Selon le quotidien Le Parisien paru lundi, le transporteur aérien français et le premier opérateur privé européen de réseaux de transports collectifs vont créer une filiale commune le 15 septembre destinée à lancer des TGV privés desservant Amsterdam et Londres.

"Cette date est inconnue dans l'agenda d'Air France", a déclaré une porte-parole de la compagnie, confirmant toutefois, comme elle l'avait déjà fait le 3 juillet, des négociations en cours sur un éventuel partenariat. Veolia, qui avait également confirmé à l'époque ces tractations, n'a pas fait de commentaire.

La SNCF n'a pas souhaité réagir. Le 16 juillet, son président Guillaume Pepy avait toutefois envisagé de "faire des propositions" à Air France pour le lancement de TGV aux couleurs du transporteur aérien.

Déjà soumise à la concurrence sur ses lignes de fret ferroviaire internationales depuis 2003 et nationale depuis 2006, l'entreprise publique, mal préparée, a beaucoup souffert dans le domaine du transport de marchandises, actuellement déficitaire.

Pour contrer une offensive sur ses TGV, son moteur économique, l'actuelle tenante du monopole de transport de passagers en France veut sortir au moins "deux nouveaux produits" par an, sur le modèle des billets électroniques sur mobiles ou du TGV de nuit, lancés en 2008.

Forte de 25 ans d'expérience, d'un record du monde de vitesse et de plus de 1,5 milliard de voyageurs transportés sans accident grave, la SNCF estime, en interne, posséder une longueur d'avance sur ses rivaux.

"Les chances d'Air France et de Veolia sont toutefois réelles", estime Gilles Dansart, de la revue Ville et Transport.

Parmi leurs atouts: la desserte des aéroports, qui n'était pas jusqu'ici prioritaire pour la SNCF. Air France a d'ailleurs déjà noué un partenariat avec Thalys pour l'acheminement des passagers entre Roissy et Bruxelles après avoir stoppé sa propre liaison. Mais, selon la revue La Vie du Rail, Air France ne serait pas satisfaite des conditions de transport, en raison de la mauvaise correspondance entre trains et avions.
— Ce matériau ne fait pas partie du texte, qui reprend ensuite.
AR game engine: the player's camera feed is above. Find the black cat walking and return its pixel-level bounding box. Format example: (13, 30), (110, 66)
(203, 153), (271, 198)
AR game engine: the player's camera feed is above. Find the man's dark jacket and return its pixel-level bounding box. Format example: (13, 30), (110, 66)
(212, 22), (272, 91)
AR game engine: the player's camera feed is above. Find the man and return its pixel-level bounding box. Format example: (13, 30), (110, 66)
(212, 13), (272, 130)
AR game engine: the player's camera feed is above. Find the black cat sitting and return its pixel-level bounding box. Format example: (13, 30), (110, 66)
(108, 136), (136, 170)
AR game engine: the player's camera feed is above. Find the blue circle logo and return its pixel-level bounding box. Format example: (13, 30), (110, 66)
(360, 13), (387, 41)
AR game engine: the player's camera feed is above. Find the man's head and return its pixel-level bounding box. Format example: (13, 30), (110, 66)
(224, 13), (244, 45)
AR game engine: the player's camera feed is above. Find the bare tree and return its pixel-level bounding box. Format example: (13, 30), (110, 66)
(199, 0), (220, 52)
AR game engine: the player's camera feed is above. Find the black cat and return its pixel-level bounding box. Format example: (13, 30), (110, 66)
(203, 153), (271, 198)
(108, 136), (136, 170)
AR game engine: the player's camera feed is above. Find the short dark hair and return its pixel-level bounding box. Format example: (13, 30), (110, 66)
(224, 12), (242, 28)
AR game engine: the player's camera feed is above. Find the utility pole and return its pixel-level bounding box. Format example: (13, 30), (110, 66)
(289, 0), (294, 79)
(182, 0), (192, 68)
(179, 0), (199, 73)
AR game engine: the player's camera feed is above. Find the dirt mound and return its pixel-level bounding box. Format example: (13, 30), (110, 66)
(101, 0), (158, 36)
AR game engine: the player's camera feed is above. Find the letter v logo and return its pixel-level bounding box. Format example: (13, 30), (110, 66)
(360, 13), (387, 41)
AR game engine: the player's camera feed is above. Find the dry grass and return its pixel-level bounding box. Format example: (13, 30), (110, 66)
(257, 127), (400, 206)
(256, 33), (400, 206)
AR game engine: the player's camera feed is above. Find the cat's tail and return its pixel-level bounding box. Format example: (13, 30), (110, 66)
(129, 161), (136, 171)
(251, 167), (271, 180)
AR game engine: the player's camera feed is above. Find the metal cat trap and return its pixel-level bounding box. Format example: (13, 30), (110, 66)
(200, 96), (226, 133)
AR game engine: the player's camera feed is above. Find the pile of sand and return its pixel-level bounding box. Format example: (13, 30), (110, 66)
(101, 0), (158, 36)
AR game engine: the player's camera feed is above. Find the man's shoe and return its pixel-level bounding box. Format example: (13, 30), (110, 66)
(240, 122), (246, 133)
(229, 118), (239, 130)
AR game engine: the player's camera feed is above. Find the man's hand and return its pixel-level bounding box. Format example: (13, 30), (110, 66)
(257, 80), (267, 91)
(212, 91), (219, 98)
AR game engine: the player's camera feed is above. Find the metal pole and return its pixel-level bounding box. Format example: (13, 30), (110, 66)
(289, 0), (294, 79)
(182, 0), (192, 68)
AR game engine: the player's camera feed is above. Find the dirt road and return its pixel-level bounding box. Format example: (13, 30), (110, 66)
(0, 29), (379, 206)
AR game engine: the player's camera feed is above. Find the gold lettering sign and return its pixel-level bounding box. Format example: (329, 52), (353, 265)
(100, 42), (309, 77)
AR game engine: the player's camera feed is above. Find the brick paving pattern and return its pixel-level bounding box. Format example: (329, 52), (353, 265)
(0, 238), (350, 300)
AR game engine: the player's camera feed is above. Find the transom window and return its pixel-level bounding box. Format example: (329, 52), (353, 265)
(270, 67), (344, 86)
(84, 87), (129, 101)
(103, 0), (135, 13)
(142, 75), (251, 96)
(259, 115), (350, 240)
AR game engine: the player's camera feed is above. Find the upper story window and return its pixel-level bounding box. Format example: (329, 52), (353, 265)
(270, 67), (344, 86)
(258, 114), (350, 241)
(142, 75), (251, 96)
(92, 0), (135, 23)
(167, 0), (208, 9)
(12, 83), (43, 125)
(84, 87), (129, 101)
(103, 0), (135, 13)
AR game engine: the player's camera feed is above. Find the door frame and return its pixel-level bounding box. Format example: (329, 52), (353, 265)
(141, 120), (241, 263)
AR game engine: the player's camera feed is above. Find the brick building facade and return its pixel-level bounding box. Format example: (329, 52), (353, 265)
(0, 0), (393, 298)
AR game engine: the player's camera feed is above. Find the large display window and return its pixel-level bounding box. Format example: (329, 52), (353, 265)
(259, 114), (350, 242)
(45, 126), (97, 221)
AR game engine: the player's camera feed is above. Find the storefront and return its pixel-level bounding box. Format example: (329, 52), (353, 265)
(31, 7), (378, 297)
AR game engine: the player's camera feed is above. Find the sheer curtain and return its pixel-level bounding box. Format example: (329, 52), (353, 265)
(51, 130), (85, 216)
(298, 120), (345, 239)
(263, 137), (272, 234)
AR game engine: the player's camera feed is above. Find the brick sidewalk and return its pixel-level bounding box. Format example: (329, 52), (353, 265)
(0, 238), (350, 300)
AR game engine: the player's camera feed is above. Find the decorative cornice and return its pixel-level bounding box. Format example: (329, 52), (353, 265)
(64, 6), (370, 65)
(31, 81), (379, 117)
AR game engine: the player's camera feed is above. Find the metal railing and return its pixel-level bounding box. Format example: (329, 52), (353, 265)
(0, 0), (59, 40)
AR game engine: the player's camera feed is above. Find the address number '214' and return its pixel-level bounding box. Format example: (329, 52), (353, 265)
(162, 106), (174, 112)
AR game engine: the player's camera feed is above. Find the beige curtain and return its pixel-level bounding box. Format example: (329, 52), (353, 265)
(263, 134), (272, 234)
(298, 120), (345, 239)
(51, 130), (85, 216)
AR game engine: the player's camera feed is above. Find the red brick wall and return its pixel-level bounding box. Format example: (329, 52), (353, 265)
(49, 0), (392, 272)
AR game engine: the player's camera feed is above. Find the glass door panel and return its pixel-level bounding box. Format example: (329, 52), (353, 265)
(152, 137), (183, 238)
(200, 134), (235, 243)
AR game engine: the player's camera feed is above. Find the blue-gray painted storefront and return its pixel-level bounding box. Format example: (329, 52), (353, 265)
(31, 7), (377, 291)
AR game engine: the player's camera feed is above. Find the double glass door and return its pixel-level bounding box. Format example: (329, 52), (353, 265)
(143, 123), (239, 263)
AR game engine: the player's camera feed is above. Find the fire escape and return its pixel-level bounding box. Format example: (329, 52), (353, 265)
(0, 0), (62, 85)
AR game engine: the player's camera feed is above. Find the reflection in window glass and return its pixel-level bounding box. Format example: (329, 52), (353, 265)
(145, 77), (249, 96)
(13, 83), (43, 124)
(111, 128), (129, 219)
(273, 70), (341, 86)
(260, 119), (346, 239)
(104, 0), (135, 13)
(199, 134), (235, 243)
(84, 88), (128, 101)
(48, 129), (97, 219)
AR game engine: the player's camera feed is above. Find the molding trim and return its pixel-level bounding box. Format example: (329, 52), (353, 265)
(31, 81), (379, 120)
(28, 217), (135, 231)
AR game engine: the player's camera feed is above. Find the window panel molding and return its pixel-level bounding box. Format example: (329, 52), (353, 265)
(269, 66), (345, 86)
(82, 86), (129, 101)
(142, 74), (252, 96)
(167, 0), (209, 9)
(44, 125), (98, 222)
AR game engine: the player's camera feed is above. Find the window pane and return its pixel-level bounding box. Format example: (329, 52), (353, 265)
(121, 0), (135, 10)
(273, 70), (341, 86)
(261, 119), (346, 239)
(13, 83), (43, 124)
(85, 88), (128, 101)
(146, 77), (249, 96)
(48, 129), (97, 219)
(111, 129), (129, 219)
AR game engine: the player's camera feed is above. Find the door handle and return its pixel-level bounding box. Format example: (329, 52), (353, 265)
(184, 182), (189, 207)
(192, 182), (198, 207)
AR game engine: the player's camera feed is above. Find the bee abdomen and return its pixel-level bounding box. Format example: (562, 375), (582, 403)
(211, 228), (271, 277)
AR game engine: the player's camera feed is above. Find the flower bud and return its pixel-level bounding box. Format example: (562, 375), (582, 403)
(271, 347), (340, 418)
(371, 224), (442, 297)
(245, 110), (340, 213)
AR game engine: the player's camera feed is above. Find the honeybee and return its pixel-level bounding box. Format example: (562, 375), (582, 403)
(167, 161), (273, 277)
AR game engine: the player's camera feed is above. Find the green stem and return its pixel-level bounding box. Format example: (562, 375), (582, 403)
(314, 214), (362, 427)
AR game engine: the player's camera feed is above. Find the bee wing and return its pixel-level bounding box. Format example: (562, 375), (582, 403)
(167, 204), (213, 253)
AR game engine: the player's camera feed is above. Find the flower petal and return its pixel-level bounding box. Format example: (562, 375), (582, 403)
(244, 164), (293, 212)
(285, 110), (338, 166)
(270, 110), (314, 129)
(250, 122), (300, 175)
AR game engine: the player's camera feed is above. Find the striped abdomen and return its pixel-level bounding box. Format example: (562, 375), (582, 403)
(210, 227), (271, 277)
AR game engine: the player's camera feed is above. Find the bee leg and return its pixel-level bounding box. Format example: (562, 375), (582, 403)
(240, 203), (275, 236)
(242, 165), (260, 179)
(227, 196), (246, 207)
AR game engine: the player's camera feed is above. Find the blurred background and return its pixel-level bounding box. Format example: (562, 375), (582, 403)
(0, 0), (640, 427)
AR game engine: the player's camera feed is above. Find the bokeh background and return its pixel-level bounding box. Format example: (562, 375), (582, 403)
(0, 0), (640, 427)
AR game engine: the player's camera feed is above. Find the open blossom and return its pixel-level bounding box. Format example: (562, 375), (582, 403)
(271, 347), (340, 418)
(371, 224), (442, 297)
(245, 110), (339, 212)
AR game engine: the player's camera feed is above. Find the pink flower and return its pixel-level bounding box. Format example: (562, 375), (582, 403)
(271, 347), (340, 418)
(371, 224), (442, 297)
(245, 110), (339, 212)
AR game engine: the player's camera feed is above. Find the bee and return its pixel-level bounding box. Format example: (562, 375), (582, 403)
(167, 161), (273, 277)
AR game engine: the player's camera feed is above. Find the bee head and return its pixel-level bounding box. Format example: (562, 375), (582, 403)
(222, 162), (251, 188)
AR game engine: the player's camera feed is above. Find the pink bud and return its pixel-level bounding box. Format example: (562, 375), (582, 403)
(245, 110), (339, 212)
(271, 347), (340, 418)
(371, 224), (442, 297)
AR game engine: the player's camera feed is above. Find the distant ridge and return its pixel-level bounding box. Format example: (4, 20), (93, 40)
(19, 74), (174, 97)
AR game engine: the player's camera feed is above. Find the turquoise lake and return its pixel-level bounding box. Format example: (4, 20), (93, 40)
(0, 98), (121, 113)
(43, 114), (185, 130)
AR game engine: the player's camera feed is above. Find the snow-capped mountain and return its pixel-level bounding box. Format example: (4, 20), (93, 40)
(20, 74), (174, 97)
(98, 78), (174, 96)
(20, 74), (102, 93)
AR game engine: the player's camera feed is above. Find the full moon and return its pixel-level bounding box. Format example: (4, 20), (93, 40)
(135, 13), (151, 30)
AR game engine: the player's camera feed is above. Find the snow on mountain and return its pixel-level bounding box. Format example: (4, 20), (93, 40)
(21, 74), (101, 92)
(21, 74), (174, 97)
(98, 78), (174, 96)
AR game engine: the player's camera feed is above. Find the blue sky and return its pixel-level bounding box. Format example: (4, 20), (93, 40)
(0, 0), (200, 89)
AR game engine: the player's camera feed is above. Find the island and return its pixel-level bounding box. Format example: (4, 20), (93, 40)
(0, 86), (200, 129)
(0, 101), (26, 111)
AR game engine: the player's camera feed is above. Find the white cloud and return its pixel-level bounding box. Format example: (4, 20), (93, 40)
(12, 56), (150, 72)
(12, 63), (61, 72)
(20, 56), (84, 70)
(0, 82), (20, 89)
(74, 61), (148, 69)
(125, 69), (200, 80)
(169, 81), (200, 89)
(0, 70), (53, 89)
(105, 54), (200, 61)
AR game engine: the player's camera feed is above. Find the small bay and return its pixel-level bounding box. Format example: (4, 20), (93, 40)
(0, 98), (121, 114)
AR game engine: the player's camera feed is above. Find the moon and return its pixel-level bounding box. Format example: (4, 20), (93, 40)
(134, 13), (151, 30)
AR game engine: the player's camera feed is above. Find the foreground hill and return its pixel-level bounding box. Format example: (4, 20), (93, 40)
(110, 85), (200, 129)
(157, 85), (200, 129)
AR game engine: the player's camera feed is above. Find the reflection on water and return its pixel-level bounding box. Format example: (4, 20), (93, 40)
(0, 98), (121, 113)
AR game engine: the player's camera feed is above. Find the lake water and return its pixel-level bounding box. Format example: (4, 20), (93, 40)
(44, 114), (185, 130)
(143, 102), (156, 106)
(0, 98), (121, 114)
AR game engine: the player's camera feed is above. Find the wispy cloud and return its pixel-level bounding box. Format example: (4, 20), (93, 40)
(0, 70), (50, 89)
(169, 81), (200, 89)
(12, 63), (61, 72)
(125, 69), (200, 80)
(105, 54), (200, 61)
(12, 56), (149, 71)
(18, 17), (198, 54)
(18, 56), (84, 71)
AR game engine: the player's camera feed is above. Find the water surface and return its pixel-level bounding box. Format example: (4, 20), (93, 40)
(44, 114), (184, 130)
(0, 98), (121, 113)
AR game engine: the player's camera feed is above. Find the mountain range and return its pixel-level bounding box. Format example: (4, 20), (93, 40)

Pour cette bataille, Air France et Veolia Transport --qui exploite des bus, tramways, métros, autocars, trains et bateaux en Europe, en Amérique du Nord et en Australie-- vont devoir investir massivement dans du nouveau matériel. "Dans le domaine de la grande vitesse, il n'existe pas, contrairement au fret, de matériel de location ou d'occasion", souligne M. Dansart.

Selon Le Parisien, des contacts avec le groupe français Alstom, fabricant des TGV, auraient été noués. Ce dernier s'est refusé à tout commentaire.

Selon la directive européenne, les lignes ouvertes en 2010 à la concurrence devront desservir l'étranger, mais rien n'empêche les nouveaux arrivants de prendre des passagers en cours de route qui effectueront par conséquent un trajet uniquement national. Air France s'intéresserait d'ailleurs aux liaisons purement françaises.

A ce jour, seuls Veolia et la compagnie aérienne ont fait savoir qu'elles étudiaient une offensive. Mais, l'opérateur historique allemand, la Deutsche Bahn, se tiendrait en embuscade.

Reste à réguler l'attribution des créneaux horaires sur les voies françaises. La création d'une sorte de gendarme ferroviaire chargé du sujet devrait être abordée mercredi en conseil des ministres.